A veces creo que los cielos estaban ebrios cuando dieron forma a mi cuerpo.
Quizás sea por eso que sobre mi cuello aparecen marcas de dulce veneno.
Quizás sea hijo de Dionisio, quien distraído en uno de sus trances libertinos,
haya derramado de su copa semillas.
Pero en vez de un racimo de uvas creció un necio hecho de arcilla.
Mutante, que no Prometeo ni Odiseo con vino derramado eternamente sobre su cuerpo.
Siempre cambiante en la forma de expresarse,
delirante y expectante de los goces terrenales.
Apolo se sirve de la brisa para despejar la densa neblina,
se abre paso, centelleante,la luz del día.
Sobre mi piel se cierne cada gota derramada de la esencia divina,
mi piel se vuelve cobriza.
Mi semblante cobra vida, pero el rumor de una fiebre latente me advierte que aún quedan secretos a la sombra, allí donde el beso dorado del astro no llega brindar más que cenizas.
Cae la noche.
Se oyen tambores, y aun sin verlos los aprecio.
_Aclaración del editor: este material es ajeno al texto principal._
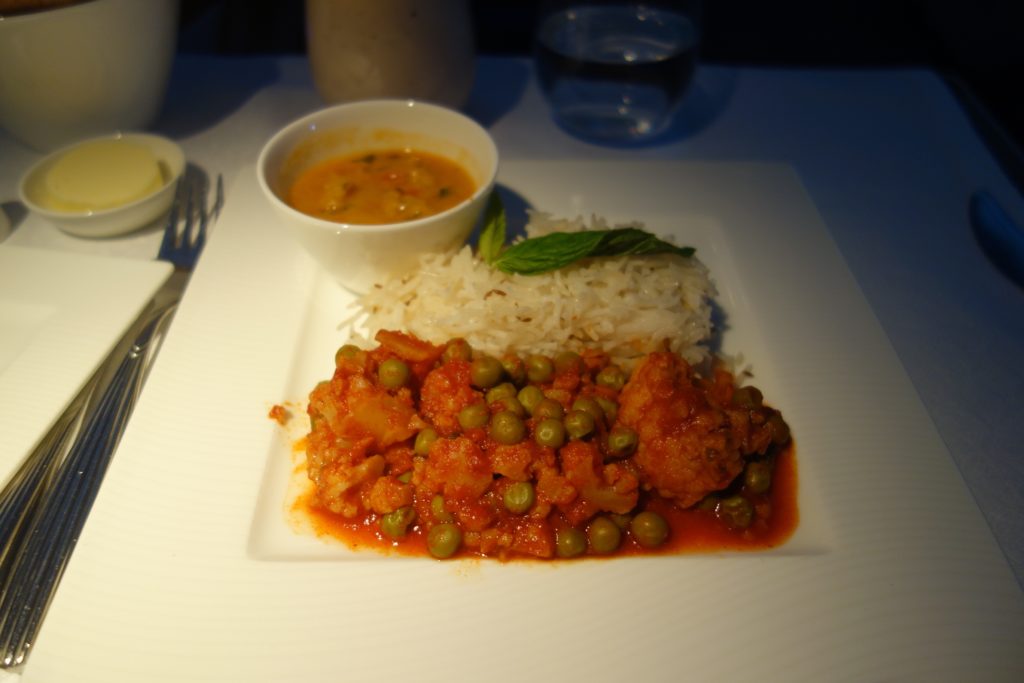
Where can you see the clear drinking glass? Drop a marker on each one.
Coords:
(616, 71)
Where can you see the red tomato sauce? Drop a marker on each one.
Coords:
(430, 450)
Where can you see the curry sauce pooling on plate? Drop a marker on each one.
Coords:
(381, 186)
(434, 450)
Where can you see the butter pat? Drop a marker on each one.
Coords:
(102, 174)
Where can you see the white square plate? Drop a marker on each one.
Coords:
(60, 314)
(187, 569)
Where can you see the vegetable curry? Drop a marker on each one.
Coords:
(435, 450)
(381, 186)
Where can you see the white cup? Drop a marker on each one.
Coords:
(369, 49)
(85, 70)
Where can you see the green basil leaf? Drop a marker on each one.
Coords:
(493, 235)
(557, 250)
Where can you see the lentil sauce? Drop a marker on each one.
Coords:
(381, 186)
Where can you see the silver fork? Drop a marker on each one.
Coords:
(47, 535)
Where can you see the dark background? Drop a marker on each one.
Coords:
(978, 46)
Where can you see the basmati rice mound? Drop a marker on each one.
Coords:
(626, 306)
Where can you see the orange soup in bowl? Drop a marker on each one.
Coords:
(381, 186)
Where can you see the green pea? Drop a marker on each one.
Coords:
(457, 349)
(612, 377)
(567, 361)
(485, 372)
(779, 430)
(514, 369)
(392, 374)
(622, 441)
(519, 498)
(530, 395)
(473, 416)
(549, 408)
(348, 351)
(649, 528)
(503, 390)
(550, 433)
(569, 542)
(507, 427)
(510, 403)
(757, 476)
(395, 523)
(540, 369)
(437, 509)
(424, 440)
(579, 424)
(443, 540)
(748, 396)
(735, 511)
(591, 407)
(609, 408)
(604, 536)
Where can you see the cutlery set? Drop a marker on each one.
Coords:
(44, 505)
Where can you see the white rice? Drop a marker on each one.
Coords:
(625, 306)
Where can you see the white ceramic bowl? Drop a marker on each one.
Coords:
(117, 220)
(85, 70)
(357, 256)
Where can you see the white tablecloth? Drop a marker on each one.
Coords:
(889, 157)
Mi cuerpo se mueve siguiendo su decreto.
Voces sin cuerpo que cantan desde planos arcanos me guían,
mi boca que busca hundirse, morder y beber.
Es entre sombras, que bailan al abrigo de unas llamas, que encuentro
develada la verdad tanto cuestionada.
Que importa, ya solo sigo el ritmo tinto que cabe dentro de una botella,
el goce que se sugiere al perderse mientras la noche se cierne.
Que las preguntas lleguen con el amanecer.
Quizás entonces enuncie mi nombre, un único nombre.
Y mi cuerpo que ya no barro, ni arcilla, se habra liberado de la merced divina.